Imagine two young children are being taught the names of the primary colours. They are each presented with a tomato. One child sees a blue object and the other sees a yellow object. Both, however, are told that tomatoes are red. Once the children have internalised this label, if you present them with a series of objects of different colours, they will both be able to pick out which objects are red, even if they don’t see the same thing.

So how do you know that the red you see is the same as the red I see? This is an old philosophical question. Descartes, the ‘father of modern philosophy’, denied that colours were objective qualities of objects. He thought that when we perceive an object as being red, we are not given evidence that the object is red, but only that it produces a particular sensation in us. This is by no means just a question for dead philosophers. To this day, scientists are still attempting to find an answer.

Broadly speaking, the scientific view of colour perception relies on three key factors: the wavelength of light reflected, the apparatus whereby we gather a signal from light, and the processing of that signal by the brain. Different wavelengths of light are said to correspond to different colours.

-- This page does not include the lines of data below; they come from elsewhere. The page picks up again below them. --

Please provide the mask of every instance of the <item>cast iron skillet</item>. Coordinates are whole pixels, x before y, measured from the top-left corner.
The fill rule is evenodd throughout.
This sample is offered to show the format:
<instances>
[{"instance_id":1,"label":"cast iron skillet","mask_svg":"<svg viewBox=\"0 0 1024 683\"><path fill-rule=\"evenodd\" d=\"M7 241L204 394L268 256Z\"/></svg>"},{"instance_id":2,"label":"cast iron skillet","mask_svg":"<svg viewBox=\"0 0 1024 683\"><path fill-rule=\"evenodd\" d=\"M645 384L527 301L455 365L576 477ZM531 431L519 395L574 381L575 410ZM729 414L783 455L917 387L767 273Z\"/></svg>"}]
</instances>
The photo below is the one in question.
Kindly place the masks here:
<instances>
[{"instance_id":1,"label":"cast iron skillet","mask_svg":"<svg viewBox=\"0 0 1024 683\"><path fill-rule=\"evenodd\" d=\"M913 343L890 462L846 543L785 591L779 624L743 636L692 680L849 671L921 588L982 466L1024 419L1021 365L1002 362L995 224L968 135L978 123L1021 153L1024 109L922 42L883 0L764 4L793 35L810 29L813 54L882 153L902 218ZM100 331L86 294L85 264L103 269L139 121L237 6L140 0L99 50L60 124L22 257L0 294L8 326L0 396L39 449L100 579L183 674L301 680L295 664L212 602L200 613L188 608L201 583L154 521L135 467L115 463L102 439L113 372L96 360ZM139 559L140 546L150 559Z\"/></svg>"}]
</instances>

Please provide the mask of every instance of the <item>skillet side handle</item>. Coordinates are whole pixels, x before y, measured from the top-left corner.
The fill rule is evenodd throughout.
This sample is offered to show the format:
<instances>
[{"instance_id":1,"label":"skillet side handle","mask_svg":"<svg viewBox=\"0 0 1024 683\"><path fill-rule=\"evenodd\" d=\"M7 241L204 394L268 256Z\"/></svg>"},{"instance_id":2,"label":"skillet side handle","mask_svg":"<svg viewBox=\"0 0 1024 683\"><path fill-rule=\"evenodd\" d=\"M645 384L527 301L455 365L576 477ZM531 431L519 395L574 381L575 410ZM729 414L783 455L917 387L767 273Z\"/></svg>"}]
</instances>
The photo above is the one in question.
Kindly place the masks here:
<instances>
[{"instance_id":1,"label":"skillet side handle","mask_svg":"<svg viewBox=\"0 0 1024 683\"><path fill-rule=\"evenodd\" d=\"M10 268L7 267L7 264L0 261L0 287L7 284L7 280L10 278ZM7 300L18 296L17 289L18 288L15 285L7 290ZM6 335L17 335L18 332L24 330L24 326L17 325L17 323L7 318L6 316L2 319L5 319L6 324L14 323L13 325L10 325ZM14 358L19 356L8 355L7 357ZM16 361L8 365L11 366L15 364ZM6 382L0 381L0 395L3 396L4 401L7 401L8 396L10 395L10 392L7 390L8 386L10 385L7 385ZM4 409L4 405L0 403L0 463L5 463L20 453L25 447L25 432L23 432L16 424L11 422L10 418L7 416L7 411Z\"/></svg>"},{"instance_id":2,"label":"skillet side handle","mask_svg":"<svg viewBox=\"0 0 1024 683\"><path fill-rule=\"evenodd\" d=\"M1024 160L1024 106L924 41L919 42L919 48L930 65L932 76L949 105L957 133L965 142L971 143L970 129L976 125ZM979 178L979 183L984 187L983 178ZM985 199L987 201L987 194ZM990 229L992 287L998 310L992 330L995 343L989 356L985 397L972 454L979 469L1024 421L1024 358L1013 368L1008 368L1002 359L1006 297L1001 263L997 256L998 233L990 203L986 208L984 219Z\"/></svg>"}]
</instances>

At the high energy end of the spectrum we have red light (short wavelength) and at the low energy end, we have blue light (long wavelength). This, of course, is not the full electromagnetic spectrum but only the tiny section that we can see. Different objects appear to be different colours because their surfaces reflect different wavelengths of light into our eyes. However, this does not tell us how our bodies perceive these differences.

Rods and cones have long been known to affect how we see colour. Each cone contains a different photopigment, proteins which change shape in response to light, triggering chemical reactions which send a signal to the brain. Humans have three different types of cones which pick up red, green and blue light. Rods allow us to see in low-light but since there is only one type, we cannot distinguish between colours as easily when it is dark. This is why we see in ‘black and white’ at night but in glorious technicolour during the day.

The final stage of colour perception is the processing of information sent by rods and cones to the brain. Since our cones can only pick up three colours of light, the brain must do most of the work when it comes to distinguishing between colours. When we perceive something as yellow, for example, it is because our cones have picked up red and green light simultaneously and our brain has processed this information to give us the sensation of perceiving yellow.

Colour blindness occurs either when there is a fault in one of the cones or in the pathway to the brain itself. The most common form is a fault in the ‘red’ cone, which leaves sufferers unable to effectively distinguish between red and green. On the other end of the spectrum are ‘tetrachromats’ who have four different types of cone. Birds are tetrachromats. They are sensitive to ultraviolet light which is invisible to the human eye. Some studies have suggested that up to 3% of women are tetrachromats, with their fourth type of cone cell allowing them to differentiate between red and green better than the rest of us. The reason there are more tetrachromat women than men is that the cone cell genes are carried on the X chromosome.

Male squirrel monkeys lack a cone containing red photopigments, meaning that they can’t see red light. In 2009, however, researchers at the University of Washington experimented with using gene therapy to imbue existing cones in the eyes of two monkeys with red photopigment. After the therapy, the monkeys were able to see red, showing how versatile colour perception is, and how crucial our individual biology is to how we see the world.

Now that we’ve had a brief run-through of the mechanisms which allow us to see colour difference, we can begin to ask how the scientific view helps us to answer our original question: how can I know that my red is the same as your red? The short answer, in my view, is that science provides little help in this regard. It can confirm that we all consistently identify the same objects with the same labels, but we knew this already. Though science describes and explains the physical process which allows colour perception to take place, it does not tell us anything about what it feels like to perceive colour. If I show you a tomato, you will tell me that it is red because the colour you see is the colour you call red. I will call it red because the colour I see is the colour that I call red. Even if the colour we see is completely different, this won’t cause us confusion when identifying objects. All that matters is that we use the same label.

It seems to me that we are likely never to find an empirical answer to this question. No amount of science can allow us to see through someone else’s eyes. We will always be confined to our own perception of the world and our own alone. This sensory isolation requires that we can never know the quality of someone else’s experience. Even if a scientist could hook someone’s perceptions up to a computer screen, the colours seen by the scientist on the screen would be processed by the scientist’s eyes and brain in a way that could be radically different to the way the subject is processing them. The only way we could truly know if people perceive colours the same way is if we could become someone else. Unfortunately, outside of Freaky Friday and Quantum Leap, this is not an option.